Covariate shift refers to the change in the distribution of the input variables present in the training and the test data.
- Preprocessing: This step involves imputing all missing values and label encoding of all categorical variables.
- Creating a random sample of your training and test data separately and adding a new feature origin which has value train or test depending on whether the observation comes from the training dataset or the test dataset.
- Now combine these random samples into a single dataset.
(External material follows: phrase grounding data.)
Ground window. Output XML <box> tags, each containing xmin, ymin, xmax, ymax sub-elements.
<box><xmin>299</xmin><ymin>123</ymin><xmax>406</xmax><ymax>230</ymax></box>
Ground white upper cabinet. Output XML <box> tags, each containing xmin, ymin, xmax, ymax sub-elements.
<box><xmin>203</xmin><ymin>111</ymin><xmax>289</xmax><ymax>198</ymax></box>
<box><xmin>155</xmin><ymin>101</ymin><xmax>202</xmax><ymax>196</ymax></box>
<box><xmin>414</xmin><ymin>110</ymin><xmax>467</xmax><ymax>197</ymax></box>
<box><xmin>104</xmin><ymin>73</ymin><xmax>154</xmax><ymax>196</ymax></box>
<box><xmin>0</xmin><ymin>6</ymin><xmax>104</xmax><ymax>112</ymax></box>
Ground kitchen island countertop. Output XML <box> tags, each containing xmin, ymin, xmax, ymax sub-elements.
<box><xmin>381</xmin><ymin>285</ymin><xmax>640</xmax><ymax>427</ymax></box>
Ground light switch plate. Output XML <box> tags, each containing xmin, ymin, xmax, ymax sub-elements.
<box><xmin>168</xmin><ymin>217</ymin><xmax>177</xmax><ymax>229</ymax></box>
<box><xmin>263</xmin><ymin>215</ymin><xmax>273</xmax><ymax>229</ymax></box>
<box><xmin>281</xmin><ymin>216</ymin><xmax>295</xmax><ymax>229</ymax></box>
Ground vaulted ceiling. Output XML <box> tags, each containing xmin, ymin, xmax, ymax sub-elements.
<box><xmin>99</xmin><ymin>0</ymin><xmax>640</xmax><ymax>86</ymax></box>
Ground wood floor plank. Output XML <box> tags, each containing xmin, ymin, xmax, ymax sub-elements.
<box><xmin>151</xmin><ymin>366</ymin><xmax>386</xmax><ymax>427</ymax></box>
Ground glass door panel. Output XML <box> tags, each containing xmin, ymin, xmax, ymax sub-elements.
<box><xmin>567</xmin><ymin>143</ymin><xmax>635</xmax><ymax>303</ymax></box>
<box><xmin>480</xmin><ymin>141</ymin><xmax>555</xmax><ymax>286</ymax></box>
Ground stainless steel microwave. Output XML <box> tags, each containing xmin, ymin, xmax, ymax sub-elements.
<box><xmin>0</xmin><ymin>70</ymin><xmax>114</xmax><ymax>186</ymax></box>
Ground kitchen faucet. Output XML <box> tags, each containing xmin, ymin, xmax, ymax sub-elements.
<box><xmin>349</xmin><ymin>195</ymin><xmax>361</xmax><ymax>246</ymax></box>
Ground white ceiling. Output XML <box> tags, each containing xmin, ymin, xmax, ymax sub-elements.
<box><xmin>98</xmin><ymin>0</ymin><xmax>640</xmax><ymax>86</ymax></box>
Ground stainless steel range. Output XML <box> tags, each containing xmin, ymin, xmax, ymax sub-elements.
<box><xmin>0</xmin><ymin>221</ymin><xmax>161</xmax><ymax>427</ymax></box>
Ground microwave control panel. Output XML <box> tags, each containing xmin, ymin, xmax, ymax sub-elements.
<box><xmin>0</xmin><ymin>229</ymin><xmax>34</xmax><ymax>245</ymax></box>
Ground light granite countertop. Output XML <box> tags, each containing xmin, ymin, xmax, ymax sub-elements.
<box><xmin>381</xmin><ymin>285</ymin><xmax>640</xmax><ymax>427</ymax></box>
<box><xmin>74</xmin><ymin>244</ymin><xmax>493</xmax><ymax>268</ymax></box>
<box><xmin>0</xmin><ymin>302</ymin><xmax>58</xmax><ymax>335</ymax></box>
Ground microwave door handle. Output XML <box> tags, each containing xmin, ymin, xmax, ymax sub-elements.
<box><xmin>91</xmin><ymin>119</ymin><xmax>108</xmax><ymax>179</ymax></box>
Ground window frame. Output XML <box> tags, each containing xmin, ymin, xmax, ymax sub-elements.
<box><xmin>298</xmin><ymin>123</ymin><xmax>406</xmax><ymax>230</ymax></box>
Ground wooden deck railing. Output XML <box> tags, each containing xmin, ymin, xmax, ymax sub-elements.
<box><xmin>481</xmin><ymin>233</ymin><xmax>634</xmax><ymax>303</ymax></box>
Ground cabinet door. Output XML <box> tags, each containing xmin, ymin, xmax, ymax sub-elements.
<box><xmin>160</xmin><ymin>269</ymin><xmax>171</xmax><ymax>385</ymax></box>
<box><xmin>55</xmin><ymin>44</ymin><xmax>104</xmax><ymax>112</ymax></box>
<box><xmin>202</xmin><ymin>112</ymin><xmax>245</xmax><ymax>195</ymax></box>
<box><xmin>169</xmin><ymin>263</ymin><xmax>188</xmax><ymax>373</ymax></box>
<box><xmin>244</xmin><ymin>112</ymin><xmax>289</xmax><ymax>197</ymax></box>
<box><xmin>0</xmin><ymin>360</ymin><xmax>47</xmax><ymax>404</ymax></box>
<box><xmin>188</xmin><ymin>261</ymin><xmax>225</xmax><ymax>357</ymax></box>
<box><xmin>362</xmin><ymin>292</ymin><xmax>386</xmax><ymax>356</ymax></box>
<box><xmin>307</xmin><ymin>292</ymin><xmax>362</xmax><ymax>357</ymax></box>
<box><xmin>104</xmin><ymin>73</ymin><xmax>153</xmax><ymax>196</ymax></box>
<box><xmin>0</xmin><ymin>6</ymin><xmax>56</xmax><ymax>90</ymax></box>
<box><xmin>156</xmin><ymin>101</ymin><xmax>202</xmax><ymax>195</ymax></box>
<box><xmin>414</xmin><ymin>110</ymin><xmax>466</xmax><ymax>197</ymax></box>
Note that the shape of both the samples of training and test dataset should be nearly equal, otherwise it can be a case of an unbalanced dataset.
- Now create a model taking one feature at a time while having ‘origin’ as the target variable on a part of the dataset (say ~75%).
- Now predict on the rest part(~25%) of the dataset and calculate the value of AUC-ROC.
- Now if the value of AUC-ROC for a particular feature is greater than 0.80, we classify that feature as drifting.
There are two ways to treat Covariate Shift in Data[2]:
- Dropping of drifting features
- Importance weight using Density Ratio Estimation
During the training stage of networks, as the parameters of the preceding layers change, the distribution of inputs to the current layer changes accordingly, such that the current layer needs to constantly readjust to new distributions. This problem is especially severe for deep networks, because small changes in shallower hidden layers will be amplified as they propagate within the network, resulting in significant shift in deeper hidden layers.[1]
Introduce Batch Normalization to reduce these unwanted shifts to speed up training and to produce more reliable models.
- Batch Normalization avoids internal covariate shifts.
- The network can use higher learning rate without vanishing or exploding gradients.
- It seems to have a regularizing effect such that the network improves its generalization properties, and it is thus unnecessary to use dropout to mitigate overfitting.
- It has been observed also that with batch norm the network becomes more robust to different initialization schemes and learning rates.